Public schools ban fast food on campus

Deep-friend foods and fatty meat products will only be served at Cayman Islands public schools once every fourteen days under new nutrition guidelines recently set by the Ministry of Education.

The Cayman Islands Public Schools: Standards for Food Provision, which school cafeteria vendors are required to adhere to, states that healthier meal options must be offered during school lunches and snack breaks in government schools canteens.

The document – recently implemented by the Ministry of Education – also bans fast food delivery or consumption while students are on campus.

The requirements in the Standards for Food Provision document were developed in conjunction with the Ministry of Health and the Children’s Health task force.

“Poor childhood nutrition can have lasting effects, impairing cognitive development and school performance,” Education Minister Rolston Anglin said. “This is our opportunity to make a measurable difference in student health and well-being. Research consistently shows that children who eat healthier meals perform better academically and are absent from classes less often. “

School food bid contract documents list 11 standards as guidelines for the different types of food groups and also list items that should and shouldn’t be served in school. It also outlines the frequency with which certain foods should be offered.

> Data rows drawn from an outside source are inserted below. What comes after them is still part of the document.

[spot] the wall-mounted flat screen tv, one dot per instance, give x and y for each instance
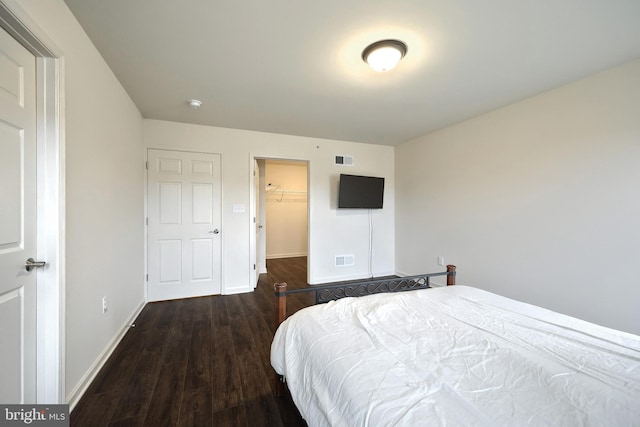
(360, 192)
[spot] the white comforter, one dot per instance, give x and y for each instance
(455, 356)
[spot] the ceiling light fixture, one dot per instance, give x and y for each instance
(194, 103)
(384, 55)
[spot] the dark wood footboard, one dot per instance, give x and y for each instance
(333, 292)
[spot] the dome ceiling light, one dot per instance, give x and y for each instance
(384, 55)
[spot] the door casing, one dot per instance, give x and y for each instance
(50, 326)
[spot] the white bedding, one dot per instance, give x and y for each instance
(455, 356)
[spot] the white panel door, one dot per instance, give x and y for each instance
(17, 222)
(184, 235)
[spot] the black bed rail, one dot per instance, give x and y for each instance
(326, 293)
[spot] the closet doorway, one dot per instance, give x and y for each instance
(282, 213)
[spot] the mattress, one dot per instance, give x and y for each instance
(455, 356)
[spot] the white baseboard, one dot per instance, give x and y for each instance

Serving and good practice suggestions are also outlined; that includes the use of lean meats; preparing baked rather than fried items, and providing drink options that do not contain preservatives, flavouring or colouring.

Most of the new snack and drink options offered comply with the Competitive Food Guidelines developed by the US-based Alliance for a Healthier Generation. It aims to reduce childhood obesity by 2015 and empower kids to make healthy lifestyle choices. The alliance was founded in 2005 by the American Heart Association and the William J. Clinton Foundation.

“We are of course aware that initially, students may be reluctant to try new or strange dishes,” Minister Anglin said. “So we’re taking steps to ensure that the meals are both attractive and tasty. Children will also be able to request small ‘taster’ portions for dishes which may be unfamiliar.”

Childhood obesity problems have been noted to be particularly pronounced amongst kids in the Cayman Islands.

The Health Services Authority’s 2008-09 annual school health screening reported that 37 per cent of students aged 11 to 14 at the time were either overweight or obese.

Results from the World Health Organisation noted that, in Cayman, 58 per cent of boys and 64 per cent of girls aged 13 to 15 spend more than three hours daily watching television, playing computer games, or otherwise sitting and socialising outside of school hours.

Of the 34 countries surveyed by the organisation, Cayman’s youth were revealed as being the most inactive.

“We are a very small country compared to most of those included in the WHO report,” said Mr. Anglin. “So it’s quite alarming that our youngsters should top the lowest activity list.”